Today I've talked to a friend who studies some GR (no QFT yet) and he couldn't believe that this number isn't Lorentz invariant.

So all in all I'm left confused. Is it a Lorentz invariant for some systems and not others? If so, what are the conditions that a system has to fulfil in order for the number of photons to be invariant?

Answer 1

Alice prepares an electromagnetic field in a state with a sharp number of photons $\hat{N}|n\rangle=n|n\rangle$ where $\hat{N}$ is the number operator. Alice is boosted with respect to Bob. In Bob's reference frame the field is in state $\hat{U}(\Lambda)|n\rangle$. The question asks if a measurement of the number of photons for Bob's state gives the sharp answer $n$. In other words, is it true that $\hat{N}\hat{U}(\Lambda)|n\rangle=n\hat{U}(\Lambda)|n\rangle$? Bob will get the sharp result $n$ if the boost operator commutes with the number operator. We just need to show that the commutator $[\hat{U}(\Lambda),\hat{N}]_{-}=0$.

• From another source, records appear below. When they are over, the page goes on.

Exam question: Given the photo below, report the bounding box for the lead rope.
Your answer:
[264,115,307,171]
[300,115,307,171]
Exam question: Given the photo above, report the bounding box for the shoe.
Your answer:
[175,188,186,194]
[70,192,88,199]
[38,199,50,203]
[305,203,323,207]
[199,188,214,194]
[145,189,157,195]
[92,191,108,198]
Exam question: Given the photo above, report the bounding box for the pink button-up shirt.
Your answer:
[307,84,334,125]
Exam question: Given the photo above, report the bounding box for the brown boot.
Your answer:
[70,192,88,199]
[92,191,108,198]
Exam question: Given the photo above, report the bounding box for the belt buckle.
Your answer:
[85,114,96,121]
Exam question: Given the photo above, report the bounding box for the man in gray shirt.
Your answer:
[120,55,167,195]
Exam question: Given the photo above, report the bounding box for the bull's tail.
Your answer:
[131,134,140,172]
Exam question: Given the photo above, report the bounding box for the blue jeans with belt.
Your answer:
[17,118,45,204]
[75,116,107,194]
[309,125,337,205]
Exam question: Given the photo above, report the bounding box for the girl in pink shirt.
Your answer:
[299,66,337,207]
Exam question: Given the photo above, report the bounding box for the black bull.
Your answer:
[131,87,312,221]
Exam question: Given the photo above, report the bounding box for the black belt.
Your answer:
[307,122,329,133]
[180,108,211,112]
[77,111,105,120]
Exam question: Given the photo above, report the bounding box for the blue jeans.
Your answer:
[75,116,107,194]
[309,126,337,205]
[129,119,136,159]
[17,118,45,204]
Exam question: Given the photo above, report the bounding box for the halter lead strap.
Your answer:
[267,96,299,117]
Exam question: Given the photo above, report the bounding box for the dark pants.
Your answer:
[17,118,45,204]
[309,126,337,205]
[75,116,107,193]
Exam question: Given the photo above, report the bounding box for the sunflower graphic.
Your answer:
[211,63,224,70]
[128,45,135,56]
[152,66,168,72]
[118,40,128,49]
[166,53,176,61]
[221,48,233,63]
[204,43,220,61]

The number operator for photons of helicity $\lambda$ is, \begin{equation} \hat{N_{\lambda}}=\int \frac{d^{3}p}{2\omega}\hat{\eta}_{p\lambda}\hat{\eta}^{\dagger}_{p\lambda} \end{equation} where $\hat{\eta}_{p\lambda},\hat{\eta}^{\dagger}_{p\lambda}$ are emission and absorption operators respectively for a photon of momentum $p$ and helicity $\lambda$ (the notation for emission and absorption operators is from Dirac's monograph "Lectures on Quantum Field Theory"). We also have $\omega = p^{0}$ in the Lorentz invariant measure.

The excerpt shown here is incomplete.